While I was in New Orleans, I mos’ def’nitlee had occasion to go hear some’o dat real good music. I mean the REAL good music, the stuff that puts other cities to shame, makes you wanna cry, wanna dance, renews your faith in humanity and just plain satisfies your soul. Now, yes, most assuredly, New Orleans is the birthplace of Jazz, and yes, there are still plenty of fine spots to soak up those jass rhythms, but what I experienced was outside the scope of any one genre, no, see…I took it all in, from the deep blues to free jazz to the furthest reaches of music being made today. New Orleans never lost it, they mos’ def’nitlee still got it. And then some.
First night I heard guitarist
Donald Miller (from
Borbetomagus) with percussionist
Tatsuya Nakatani. Incredible. It felt somehow perfectly apropos to hear these guys first, a free collective improvisation by two people who are worlds away but make great music together, no hang ups, just playing.

They were followed by iconic free jazz saxophonist/trumpeter
Joe McPhee with the rhythm section from
The Thing (saxophonist
Mats Gustafsson’s group with bassist Ingebrigt Håker Flaten and drummer Paal Nilssen-Love). Gustafsson wasn’t there due to a family emergency. It was probably the closest I’ll ever come to seeing
Albert Ayler, and I mean that in the most respectful way. I felt totally privileged to hear them.

The next night, I went to a coffeehouse and heard soprano saxophonist
Bhob Rainey perform with trombonist
Jeff Albert and Nakatani. Free improv bliss.

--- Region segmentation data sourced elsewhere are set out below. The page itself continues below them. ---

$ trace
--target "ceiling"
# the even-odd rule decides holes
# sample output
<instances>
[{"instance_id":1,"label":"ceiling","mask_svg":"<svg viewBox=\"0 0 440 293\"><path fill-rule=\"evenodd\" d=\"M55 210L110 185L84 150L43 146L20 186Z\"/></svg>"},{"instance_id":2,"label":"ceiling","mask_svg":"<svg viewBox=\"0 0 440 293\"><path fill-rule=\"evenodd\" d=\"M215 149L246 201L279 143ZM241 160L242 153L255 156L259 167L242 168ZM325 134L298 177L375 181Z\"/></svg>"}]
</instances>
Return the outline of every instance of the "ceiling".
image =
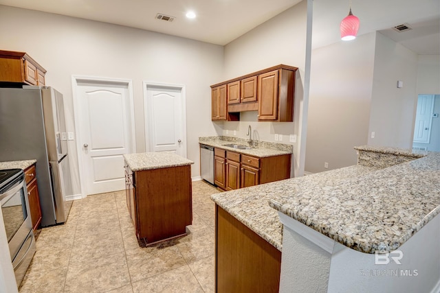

I was hipped to the appearance of bluesman
Alvin Youngblood Hart at an art museum, and don’t ya know I walked umpteen city blocks in a light rain to hear him. His take on the deep blues, singing, playing, guitar, banjo, was very cool, but a little marred by the lousy crowd who seemed to think their mindless babble was somehow more important than his music. While I don’t want the blues to become a concert-hall type of music, I do think it is pretty appalling that blues artists like Hart (and
Corey Harris, who I saw a few nights ago in Portland & everybody was yapping during his acoustic segment…so uncool, and yeah, if on the off chance you are one of the lame-os I shhd, get over it, I’m not rude for asking you to shut up, you’re rude for running your trap) are not afforded the same respect from an audience that would most certainly be demanded were they wearing a suit and playing a recital featuring pieces by
Ravel. 
The last show I saw in New Orleans was by the
Providence, RI duo of absolute chaos in its most gorgeous incarnation, the aptly named
Lightning Bolt. They played at a club called
Zeitgeist and it was easily the most amazing show I’ve ever been to. On my left was a photographer from
SPIN magazine, and on all sides,
a throng of Nola’s sweatiest hipsters went absolutely ape while drummer Brian Chippendale and bassist Brian Gibson played the loudest, most aggressive, most unrelenting music I’ve ever heard. Dudes were punching each other, bottles and bodies were flailing and flying, but the mayhem seemed oddly joyous. Chippendale looks like a world-class cyclist, and when you see him play, you understand that he either has to be in that kind of shape to play the way he does OR he is in the shape he’s in because he plays the way he does. Whatever. Little side note, the group
The Thing recorded a version of Lightning Bolt’s “Ride The Sky.” Def’nitlee worth checking out.

I heard brass bands in the streets, drummers on the corner, bluesmen and women singing, and jazz bands doin’ their thing. I heard an incredible rendition of
“Route 66” by a woman who just walked into a piano bar on Frenchman Street and proceeded to tear the roof off the joint, comin’ on like the re-incarnation of
Ma Rainey. Ain’t nobody got nothing on New Orleans.